WIRED RIGHT The brain of children as young as four months old, responds to sounds. Dr Takako Fujioka from the Baycrest’s Rotman Research Institute suggests that musical training has an effect on how the brain gets wired for general cognitive functioning related to memory and attention.
LEARN BETTER Psychologists from the Chinese University of Hong Kong studied 90 boys between the ages of 6 and 15. They found that children who are given musical training either in the form of violin or piano lessons, had better verbal memories than those who did not have lessons. The researchers suggest that music lessons stimulate the left side of the brain, which also controls verbal learning. They say their findings could help people recovering from a brain injury as well as healthy children.
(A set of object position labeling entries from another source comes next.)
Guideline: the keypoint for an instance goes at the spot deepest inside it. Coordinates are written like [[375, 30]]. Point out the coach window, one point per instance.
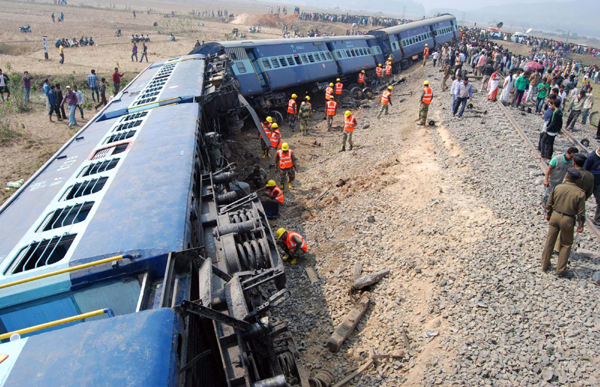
[[241, 67]]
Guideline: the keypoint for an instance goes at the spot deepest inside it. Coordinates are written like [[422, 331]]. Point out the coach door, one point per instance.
[[258, 69]]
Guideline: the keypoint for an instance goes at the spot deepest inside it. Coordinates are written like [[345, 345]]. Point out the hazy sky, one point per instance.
[[475, 4]]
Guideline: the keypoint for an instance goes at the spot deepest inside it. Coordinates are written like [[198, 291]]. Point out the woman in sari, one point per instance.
[[493, 86], [507, 88]]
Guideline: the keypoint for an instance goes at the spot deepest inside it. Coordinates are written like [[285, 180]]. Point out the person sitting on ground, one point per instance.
[[293, 245], [257, 177]]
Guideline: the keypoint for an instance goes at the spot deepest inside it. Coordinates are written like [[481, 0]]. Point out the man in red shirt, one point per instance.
[[117, 80]]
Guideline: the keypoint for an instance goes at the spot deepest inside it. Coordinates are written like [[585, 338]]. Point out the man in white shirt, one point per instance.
[[79, 100], [587, 106], [454, 89], [562, 94], [435, 57]]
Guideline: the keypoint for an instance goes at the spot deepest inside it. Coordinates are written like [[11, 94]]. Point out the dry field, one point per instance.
[[27, 139]]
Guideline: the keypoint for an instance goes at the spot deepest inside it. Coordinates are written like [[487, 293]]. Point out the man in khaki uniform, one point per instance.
[[586, 183], [447, 71], [565, 206]]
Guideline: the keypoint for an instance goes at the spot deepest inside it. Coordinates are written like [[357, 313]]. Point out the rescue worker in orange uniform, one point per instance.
[[388, 70], [272, 199], [293, 245], [349, 125], [275, 137], [267, 128], [385, 101], [426, 98], [361, 79], [285, 161], [331, 109], [293, 111], [328, 91], [338, 87], [379, 73]]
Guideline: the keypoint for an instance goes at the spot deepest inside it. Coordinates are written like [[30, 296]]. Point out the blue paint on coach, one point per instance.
[[139, 349], [352, 55]]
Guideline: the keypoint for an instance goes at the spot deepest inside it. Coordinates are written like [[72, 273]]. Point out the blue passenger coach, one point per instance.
[[131, 168], [268, 71]]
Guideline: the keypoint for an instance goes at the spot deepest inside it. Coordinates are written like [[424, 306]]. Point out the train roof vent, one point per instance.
[[66, 216], [99, 167], [84, 188], [134, 116], [110, 151], [155, 86], [42, 253], [120, 136]]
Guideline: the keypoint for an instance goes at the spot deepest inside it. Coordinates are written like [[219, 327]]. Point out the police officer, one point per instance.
[[426, 98], [565, 207]]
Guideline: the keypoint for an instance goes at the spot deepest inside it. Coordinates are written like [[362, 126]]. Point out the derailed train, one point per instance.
[[138, 227], [268, 70]]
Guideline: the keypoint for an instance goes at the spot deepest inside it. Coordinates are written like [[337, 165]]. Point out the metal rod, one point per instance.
[[58, 322], [67, 270], [203, 311]]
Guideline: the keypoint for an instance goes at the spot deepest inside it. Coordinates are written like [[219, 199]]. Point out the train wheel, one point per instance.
[[356, 93], [367, 93]]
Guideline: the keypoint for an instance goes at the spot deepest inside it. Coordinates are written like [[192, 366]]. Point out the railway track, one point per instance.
[[530, 137]]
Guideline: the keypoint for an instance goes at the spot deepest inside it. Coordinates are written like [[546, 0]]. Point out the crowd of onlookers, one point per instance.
[[543, 83], [72, 97], [556, 47], [359, 20]]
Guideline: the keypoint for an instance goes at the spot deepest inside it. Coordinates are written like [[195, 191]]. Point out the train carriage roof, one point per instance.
[[175, 80], [137, 349], [142, 207], [268, 42], [413, 25]]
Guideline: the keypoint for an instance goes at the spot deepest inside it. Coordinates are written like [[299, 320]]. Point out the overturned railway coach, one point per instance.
[[141, 212], [269, 70]]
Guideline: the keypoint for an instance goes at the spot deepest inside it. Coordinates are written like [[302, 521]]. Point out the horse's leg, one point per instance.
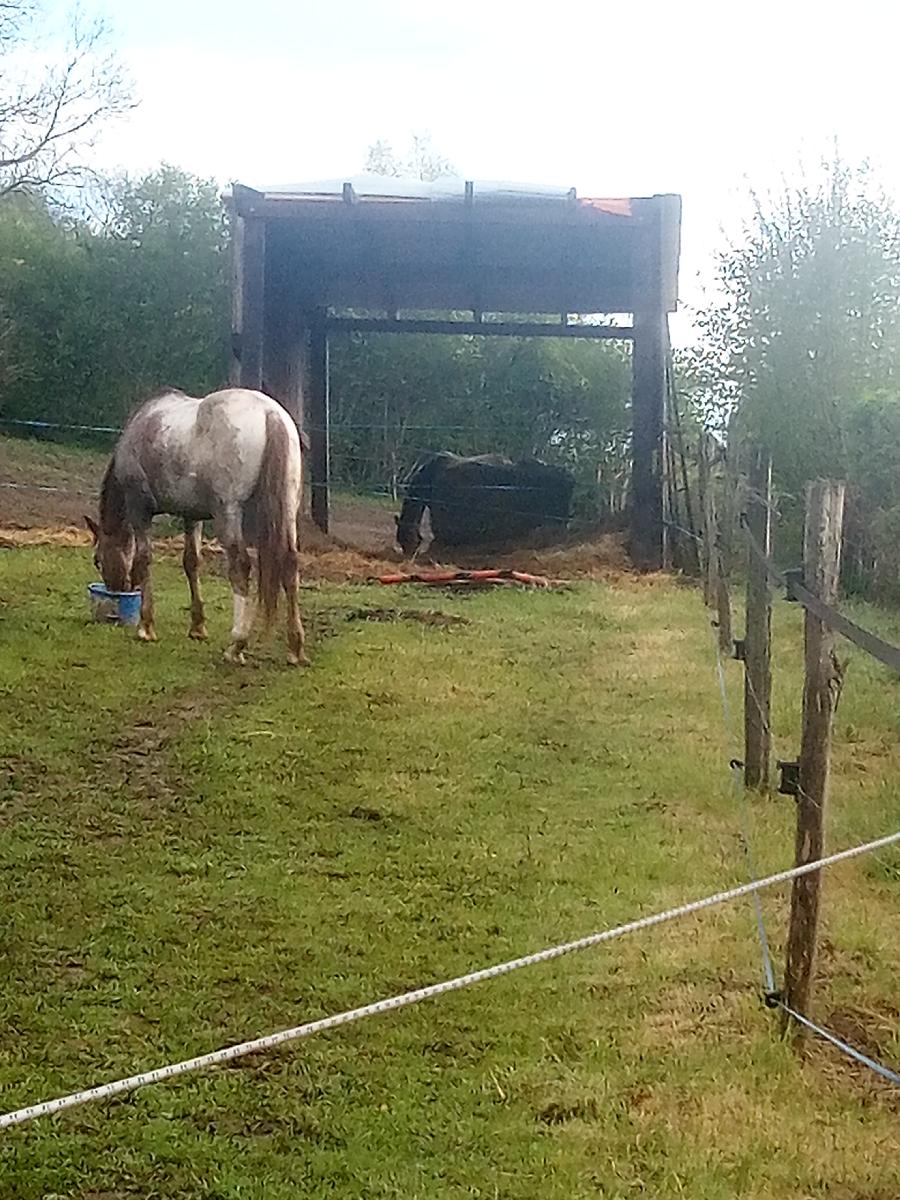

TWIN BENEFITS Music lessons help both the right and left brain areas. Dr Agnes Chan from the Chinese University of Hong Kong found that giving music lessons to children somehow contributes to the re-organisation and better development of the left temporal lobe, which in turn facilitates cognitive processing mediated by that specific brain area, that is, verbal memory. Students with better verbal memory probably will find it easier to learn in school.
MOZART EFFECT Frances Rauscher, a psychologist now at the University of Wisconsin at Oshkosh, discovered that listening to Mozart improved people’s mathematical and spatial reasoning. For example, a Mozart piano sonata seems to stimulate activity in three genes involved in nerve-cell signalling in the brain.